動脈瘤とは?

 動脈の壁がもろくなって瘤状に拡張する病気です。その部位により、腹部大動脈瘤、胸部大動脈瘤、胸腹部大動脈瘤、末梢動脈瘤などがありますが、腹部大動脈瘤の患者さんが最も多く、当科で治療する動脈瘤症例のほとんどを占めています。動脈瘤の多くは、動脈硬化が原因といわれています。
 本来の大動脈の大きさは腹部で約1.5から2.0cmほどですが、正常径の1.5倍(3cm)以上の限局性の拡張を腹部大動脈瘤と呼びます。動脈瘤が大きくなってくると、破裂が起こる可能性が高くなります。1年あたりの破裂率は、瘤径4.0cm未満で0%、4〜5cmで0.5〜5%、5〜6cmで3〜15%、6〜7cmで10〜20%、7〜8cmで20〜40%、8cm以上で30〜50%見込まれます。いったん破裂すると、腹痛や出血性ショックが出現し、直ちに手術が行われなければ命を落とします。手術を行う前に亡くなられる患者さんが約半数、また、緊急手術を行ったとしても、出血のため心臓、脳、腎臓その他の重要臓器の血行障害を起こしているので、死亡率は高くなります。腹部大動脈破裂に対する緊急手術を行った場合、その死亡率は約50%と極めて恐ろしい病気です。
 一方、破裂する前に、心臓、肺、肝臓、腎臓などの全身状態を十分に検査して行う手術、つまり予防(待機的)手術は安全におこなわれるようになっており、その死亡率は、いろいろな施設からの成績を平均しますと一般的に約3%位です。当科では、最近20年間(1985年から2004年)に542例の腹部大動脈瘤に対する手術を施行しており、その手術死亡率は1.1%と、良好な手術成績であります。従って、破裂する前に行う待機的手術が望ましい病気であります。

症状

ほとんどの場合が無症状で、超音波検査やCT検査で偶然発見される患者さんが多く見られます。また、多くの場合、腹部にコブのような拍動性の腫瘤が触知されることがあります。しかしながら、いったん破裂すると、腹痛や出血性ショックが出現します。また、破裂する前の前兆として、患者さんが腹痛や腰痛を自覚することもあります。

検査

 外来を受診して頂くと、超音波、CT等の検査をまず行います。また、狭心症・心筋梗塞など冠動脈疾患の検査も含め、全身状態の評価もできるだけ外来検査で行っております。全身状態(手術の危険度)や動脈瘤の大きさ・形状などを参考に、治療方針を決定します。血管造影など特殊な検査が必要な場合は、入院して頂いて検査を行うこともあります。

図1 【CT像と血管造影】

 大動脈瘤のCT像及び血管造影ですが、CT像にて矢印の示すように大動脈の径の拡大を認めます。また、血管造影では矢印の示すように、大動脈の突出を認めます。

治療

 治療方法は従来の外科的手術と最先端の治療法としてステントグラフト挿入術があります。
 従来の外科的手術は、拡張した大動脈瘤を取り除き、人工血管で置換します。
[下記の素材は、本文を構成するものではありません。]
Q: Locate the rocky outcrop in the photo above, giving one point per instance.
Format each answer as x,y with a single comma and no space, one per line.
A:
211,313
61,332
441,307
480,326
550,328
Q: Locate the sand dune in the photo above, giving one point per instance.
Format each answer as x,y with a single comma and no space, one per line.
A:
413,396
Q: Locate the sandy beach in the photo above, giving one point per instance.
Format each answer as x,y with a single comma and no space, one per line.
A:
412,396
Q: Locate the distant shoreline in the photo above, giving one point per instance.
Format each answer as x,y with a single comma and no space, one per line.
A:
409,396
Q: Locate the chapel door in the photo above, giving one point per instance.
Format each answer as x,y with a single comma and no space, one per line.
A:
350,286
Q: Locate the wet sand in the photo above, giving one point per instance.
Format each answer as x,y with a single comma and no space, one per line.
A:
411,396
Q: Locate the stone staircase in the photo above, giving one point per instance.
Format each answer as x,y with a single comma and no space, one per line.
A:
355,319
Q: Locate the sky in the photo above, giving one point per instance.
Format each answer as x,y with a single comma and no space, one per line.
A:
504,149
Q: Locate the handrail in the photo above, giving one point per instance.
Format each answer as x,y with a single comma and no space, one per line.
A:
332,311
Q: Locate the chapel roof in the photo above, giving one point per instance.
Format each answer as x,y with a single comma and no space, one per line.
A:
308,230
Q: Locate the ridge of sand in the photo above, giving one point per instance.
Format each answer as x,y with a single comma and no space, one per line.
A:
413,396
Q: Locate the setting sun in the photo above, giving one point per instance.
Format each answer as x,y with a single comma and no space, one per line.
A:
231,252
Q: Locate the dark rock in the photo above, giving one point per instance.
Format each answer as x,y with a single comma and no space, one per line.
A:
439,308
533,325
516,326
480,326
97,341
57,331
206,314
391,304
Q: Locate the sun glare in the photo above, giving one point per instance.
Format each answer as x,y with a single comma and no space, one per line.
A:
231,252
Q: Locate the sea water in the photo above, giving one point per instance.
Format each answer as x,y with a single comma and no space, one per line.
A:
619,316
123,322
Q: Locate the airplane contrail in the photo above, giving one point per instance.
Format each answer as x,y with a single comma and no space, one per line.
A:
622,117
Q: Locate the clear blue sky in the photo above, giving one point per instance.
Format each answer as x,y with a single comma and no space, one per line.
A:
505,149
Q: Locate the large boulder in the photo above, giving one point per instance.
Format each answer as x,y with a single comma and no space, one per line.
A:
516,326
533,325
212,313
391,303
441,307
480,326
ほとんどの場合、開腹して手術を行いますが、開腹歴があり高度の癒着が予想される場合は、腹膜を開けないで大動脈に到達する方法(腹膜外アプローチ)を行うなどしています。前述したように極めて安全に行われており、入院期間は2〜3週間です。また図2に示しておりますが、腹部大動脈症例で手術をした症例(手術群)としていない症例(非手術群)での生存率を比較すると、手術群の生存率が有意に高い事がわかります。また非手術群の死因として瘤破裂に起因するものが多いため、待機的手術が望ましいと思われます。
 ステントグラフト挿入術につきましては、"最先端の治療"のところで詳しく説明します。

図2 【腹部大動脈瘤術後生存率】

 当科において1979年1月から1995年12月までに腹部大動脈瘤に対し手術を施行した332例の手術症例と、同時期に手術を施行しなかった44例の3年、5年生存率を比較検討したところ、図のように手術を行わなかった場合、生存率が不良で、動脈瘤手術における有効性が認められました(Komori K et al. Surgery 1999; 125: 545-52)。